Résultat : le combat intègre une dimension défensive réelle pour la première fois dans la série moderne. Vous ne fuyez plus les échanges directs — vous les cherchez. C'est un pivot de design qui change profondément la sensation du jeu. Sur les niveaux les mieux designés, les combats sont excellents.
L'arsenal et le feeling de tir#
id Software reste la référence absolue du game feel en FPS. Chaque arme a un poids, un feedback sonore, une satisfaction de hit différente. La Super Shotgun répond différemment du Plasma Rifle, qui répond différemment du Balista amélioré. Tirer dans Doom: The Dark Ages est un plaisir constant.
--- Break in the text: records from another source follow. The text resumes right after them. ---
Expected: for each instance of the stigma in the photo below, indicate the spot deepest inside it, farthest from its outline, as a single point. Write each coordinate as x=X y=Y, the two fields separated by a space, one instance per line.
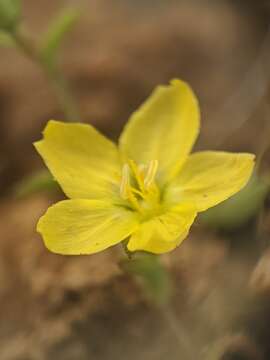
x=138 y=184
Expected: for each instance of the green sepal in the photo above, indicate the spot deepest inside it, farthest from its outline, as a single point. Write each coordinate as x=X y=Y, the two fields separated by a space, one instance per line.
x=151 y=274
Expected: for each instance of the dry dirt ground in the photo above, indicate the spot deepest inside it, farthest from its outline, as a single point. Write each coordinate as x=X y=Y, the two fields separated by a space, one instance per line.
x=63 y=308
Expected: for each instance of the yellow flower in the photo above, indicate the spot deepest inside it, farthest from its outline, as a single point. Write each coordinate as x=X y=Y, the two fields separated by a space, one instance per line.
x=147 y=190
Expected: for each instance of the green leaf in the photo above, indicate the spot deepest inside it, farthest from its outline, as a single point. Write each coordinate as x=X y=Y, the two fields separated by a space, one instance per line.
x=10 y=13
x=239 y=209
x=38 y=182
x=152 y=275
x=57 y=30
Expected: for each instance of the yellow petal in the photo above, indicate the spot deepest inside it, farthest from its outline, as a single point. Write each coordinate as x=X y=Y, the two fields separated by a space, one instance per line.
x=162 y=233
x=210 y=177
x=85 y=163
x=74 y=227
x=164 y=128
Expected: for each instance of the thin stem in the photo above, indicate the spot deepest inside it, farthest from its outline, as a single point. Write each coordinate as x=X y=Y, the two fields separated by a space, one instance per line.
x=59 y=83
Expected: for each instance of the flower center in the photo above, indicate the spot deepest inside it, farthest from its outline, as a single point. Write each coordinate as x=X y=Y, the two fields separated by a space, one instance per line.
x=138 y=187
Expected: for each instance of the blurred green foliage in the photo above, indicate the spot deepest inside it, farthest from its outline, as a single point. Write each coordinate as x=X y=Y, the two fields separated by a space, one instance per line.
x=240 y=208
x=6 y=40
x=10 y=13
x=59 y=27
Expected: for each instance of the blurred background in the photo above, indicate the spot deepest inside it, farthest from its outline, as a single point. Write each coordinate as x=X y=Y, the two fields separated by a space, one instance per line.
x=65 y=308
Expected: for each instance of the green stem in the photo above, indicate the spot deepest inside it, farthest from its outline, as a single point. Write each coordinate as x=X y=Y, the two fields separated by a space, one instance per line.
x=59 y=83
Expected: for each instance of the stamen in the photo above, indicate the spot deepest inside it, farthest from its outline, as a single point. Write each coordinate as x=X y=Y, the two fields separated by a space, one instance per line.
x=137 y=173
x=125 y=183
x=151 y=173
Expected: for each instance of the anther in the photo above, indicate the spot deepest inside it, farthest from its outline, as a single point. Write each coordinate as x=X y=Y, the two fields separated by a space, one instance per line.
x=151 y=173
x=125 y=182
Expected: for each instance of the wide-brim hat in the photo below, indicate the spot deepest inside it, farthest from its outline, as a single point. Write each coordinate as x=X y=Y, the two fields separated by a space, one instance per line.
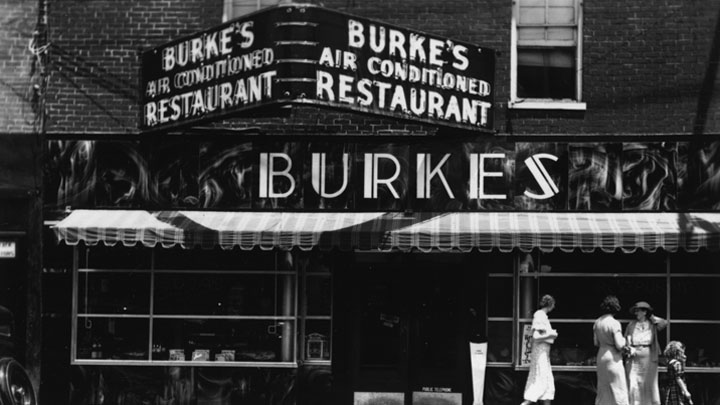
x=640 y=305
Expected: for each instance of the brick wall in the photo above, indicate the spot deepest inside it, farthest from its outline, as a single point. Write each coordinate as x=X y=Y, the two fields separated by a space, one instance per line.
x=645 y=64
x=17 y=22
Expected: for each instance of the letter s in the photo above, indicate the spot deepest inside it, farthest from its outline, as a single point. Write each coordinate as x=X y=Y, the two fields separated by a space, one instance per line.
x=461 y=59
x=541 y=176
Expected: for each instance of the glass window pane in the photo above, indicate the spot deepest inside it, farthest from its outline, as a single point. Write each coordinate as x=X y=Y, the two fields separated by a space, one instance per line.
x=532 y=15
x=532 y=3
x=239 y=340
x=214 y=259
x=561 y=15
x=531 y=33
x=319 y=293
x=561 y=34
x=547 y=73
x=112 y=338
x=696 y=262
x=114 y=293
x=580 y=298
x=317 y=339
x=694 y=298
x=220 y=294
x=104 y=257
x=500 y=296
x=560 y=262
x=701 y=343
x=500 y=341
x=561 y=3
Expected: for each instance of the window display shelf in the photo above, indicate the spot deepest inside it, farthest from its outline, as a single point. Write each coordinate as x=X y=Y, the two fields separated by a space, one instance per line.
x=168 y=363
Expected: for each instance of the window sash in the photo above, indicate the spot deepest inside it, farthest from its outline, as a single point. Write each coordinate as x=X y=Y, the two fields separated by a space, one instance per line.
x=535 y=27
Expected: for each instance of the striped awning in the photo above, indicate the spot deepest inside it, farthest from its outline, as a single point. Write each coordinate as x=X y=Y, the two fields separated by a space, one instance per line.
x=463 y=231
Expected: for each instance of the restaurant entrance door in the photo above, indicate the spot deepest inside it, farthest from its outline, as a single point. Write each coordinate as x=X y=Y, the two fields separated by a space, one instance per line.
x=410 y=342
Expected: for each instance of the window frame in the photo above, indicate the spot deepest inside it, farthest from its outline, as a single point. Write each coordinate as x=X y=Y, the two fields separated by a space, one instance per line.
x=545 y=103
x=228 y=8
x=150 y=316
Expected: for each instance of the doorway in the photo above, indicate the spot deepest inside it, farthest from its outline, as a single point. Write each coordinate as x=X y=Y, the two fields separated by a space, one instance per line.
x=411 y=324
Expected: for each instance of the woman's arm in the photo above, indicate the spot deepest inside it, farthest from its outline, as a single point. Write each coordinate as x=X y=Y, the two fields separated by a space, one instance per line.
x=541 y=335
x=683 y=387
x=619 y=339
x=659 y=323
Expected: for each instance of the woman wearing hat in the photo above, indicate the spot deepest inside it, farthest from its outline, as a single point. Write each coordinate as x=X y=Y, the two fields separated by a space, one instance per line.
x=641 y=368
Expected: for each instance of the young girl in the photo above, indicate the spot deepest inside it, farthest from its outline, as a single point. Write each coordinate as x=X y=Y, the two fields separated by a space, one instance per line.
x=677 y=393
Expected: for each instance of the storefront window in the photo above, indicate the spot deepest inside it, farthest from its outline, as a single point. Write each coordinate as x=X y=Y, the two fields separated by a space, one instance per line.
x=317 y=306
x=680 y=286
x=192 y=307
x=694 y=283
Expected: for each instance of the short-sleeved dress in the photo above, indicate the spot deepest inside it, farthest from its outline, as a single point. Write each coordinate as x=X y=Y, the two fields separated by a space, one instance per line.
x=612 y=387
x=540 y=384
x=674 y=395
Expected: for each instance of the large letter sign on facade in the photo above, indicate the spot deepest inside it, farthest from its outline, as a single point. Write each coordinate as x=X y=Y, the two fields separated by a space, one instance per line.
x=303 y=54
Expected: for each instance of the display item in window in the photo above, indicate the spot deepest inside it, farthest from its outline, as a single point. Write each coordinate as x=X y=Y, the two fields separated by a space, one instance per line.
x=608 y=338
x=677 y=392
x=642 y=352
x=540 y=385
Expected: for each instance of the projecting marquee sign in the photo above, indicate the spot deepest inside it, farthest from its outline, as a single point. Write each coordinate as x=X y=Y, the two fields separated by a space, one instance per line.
x=304 y=54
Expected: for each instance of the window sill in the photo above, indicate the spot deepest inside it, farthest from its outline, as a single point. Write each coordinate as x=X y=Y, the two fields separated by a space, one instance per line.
x=539 y=104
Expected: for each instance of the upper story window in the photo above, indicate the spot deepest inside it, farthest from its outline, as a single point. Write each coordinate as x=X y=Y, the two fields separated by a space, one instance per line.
x=238 y=8
x=546 y=55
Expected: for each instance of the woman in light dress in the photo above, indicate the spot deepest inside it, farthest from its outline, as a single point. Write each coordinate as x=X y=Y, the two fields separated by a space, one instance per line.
x=540 y=385
x=641 y=368
x=608 y=337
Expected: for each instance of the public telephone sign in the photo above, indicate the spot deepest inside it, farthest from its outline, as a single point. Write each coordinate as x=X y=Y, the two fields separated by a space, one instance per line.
x=7 y=249
x=304 y=54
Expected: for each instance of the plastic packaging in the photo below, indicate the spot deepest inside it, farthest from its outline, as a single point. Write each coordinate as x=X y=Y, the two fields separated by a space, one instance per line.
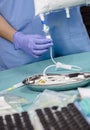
x=51 y=98
x=46 y=6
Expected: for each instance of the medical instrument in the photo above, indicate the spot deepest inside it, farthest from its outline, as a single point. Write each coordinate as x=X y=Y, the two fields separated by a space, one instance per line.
x=47 y=118
x=11 y=88
x=47 y=6
x=57 y=82
x=56 y=64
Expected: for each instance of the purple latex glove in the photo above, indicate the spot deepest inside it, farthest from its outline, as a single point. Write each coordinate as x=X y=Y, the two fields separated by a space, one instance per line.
x=34 y=45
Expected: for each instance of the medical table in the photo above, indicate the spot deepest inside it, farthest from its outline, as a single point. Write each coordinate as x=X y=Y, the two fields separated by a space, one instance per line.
x=16 y=75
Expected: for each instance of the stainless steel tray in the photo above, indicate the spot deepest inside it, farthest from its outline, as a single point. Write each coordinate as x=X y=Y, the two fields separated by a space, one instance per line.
x=57 y=81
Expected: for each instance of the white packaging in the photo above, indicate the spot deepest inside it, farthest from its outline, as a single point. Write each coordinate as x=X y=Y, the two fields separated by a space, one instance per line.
x=46 y=6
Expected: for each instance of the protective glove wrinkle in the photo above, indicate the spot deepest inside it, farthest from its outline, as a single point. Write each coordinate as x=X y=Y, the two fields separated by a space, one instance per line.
x=34 y=45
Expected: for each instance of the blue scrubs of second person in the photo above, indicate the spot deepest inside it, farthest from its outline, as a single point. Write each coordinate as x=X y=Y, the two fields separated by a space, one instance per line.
x=69 y=35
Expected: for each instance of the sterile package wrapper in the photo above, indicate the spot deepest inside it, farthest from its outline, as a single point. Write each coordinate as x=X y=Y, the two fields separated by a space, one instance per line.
x=46 y=6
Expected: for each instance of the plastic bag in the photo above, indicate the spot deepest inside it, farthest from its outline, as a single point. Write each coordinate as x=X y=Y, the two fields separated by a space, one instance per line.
x=11 y=104
x=51 y=98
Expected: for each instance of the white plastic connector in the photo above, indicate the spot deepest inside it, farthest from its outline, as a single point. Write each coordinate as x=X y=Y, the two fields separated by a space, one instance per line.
x=60 y=65
x=67 y=12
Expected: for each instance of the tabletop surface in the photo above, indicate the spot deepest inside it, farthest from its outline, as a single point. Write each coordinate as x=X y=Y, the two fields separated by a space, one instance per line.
x=16 y=75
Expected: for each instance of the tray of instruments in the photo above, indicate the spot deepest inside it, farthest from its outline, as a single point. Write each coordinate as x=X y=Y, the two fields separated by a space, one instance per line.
x=57 y=82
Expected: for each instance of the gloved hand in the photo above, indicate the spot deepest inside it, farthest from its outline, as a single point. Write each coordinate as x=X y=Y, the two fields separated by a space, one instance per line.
x=34 y=45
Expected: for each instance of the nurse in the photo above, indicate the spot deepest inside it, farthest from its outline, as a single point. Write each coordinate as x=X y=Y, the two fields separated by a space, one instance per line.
x=22 y=40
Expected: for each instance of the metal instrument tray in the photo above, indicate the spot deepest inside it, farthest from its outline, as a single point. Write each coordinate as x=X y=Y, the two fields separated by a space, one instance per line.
x=57 y=82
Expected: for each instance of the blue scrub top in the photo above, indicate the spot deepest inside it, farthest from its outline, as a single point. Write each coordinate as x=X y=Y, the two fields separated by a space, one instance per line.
x=69 y=35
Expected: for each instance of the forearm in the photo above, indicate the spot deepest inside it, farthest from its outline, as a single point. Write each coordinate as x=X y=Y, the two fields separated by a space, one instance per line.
x=6 y=31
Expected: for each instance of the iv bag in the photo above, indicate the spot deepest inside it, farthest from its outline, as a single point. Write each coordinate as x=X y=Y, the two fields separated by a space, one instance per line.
x=46 y=6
La technique : irréprochable#
60 fps stables, HDR bien calibré, temps de chargement quasi nuls. Sur PC, les options de configuration sont larges et les performances sont excellentes sur configurations mid-range. Le moteur id Tech 8 fait exactement ce qu'on attend d'un moteur id Tech : rendre un jeu visuellement très beau sans sacrifier la fluidité.
Le design des arènes first-party#
Les arènes conçues autour du combat à pied sont bien structurées. La lecture des ennemis, les couleurs codées des attaques parables, la densité des rencontres — tout ça est maîtrisé. Sur les meilleurs niveaux, The Dark Ages justifie pleinement son existence.
Ce qui ne fonctionne pas#
Les séquences en dragon#
C'est le point le plus unanimement critiqué par les reviewers, et ils ont raison. Les séquences de vol sur le dragon cybernétique transforment Doom en shoot-em-up de bas étage. Le contrôle du dragon manque de précision, le feedback des impacts est pauvre comparé au combat terrestre, et globalement ces niveaux ressemblent à du filler. Il y en a plusieurs. Ils cassent le rythme à chaque fois.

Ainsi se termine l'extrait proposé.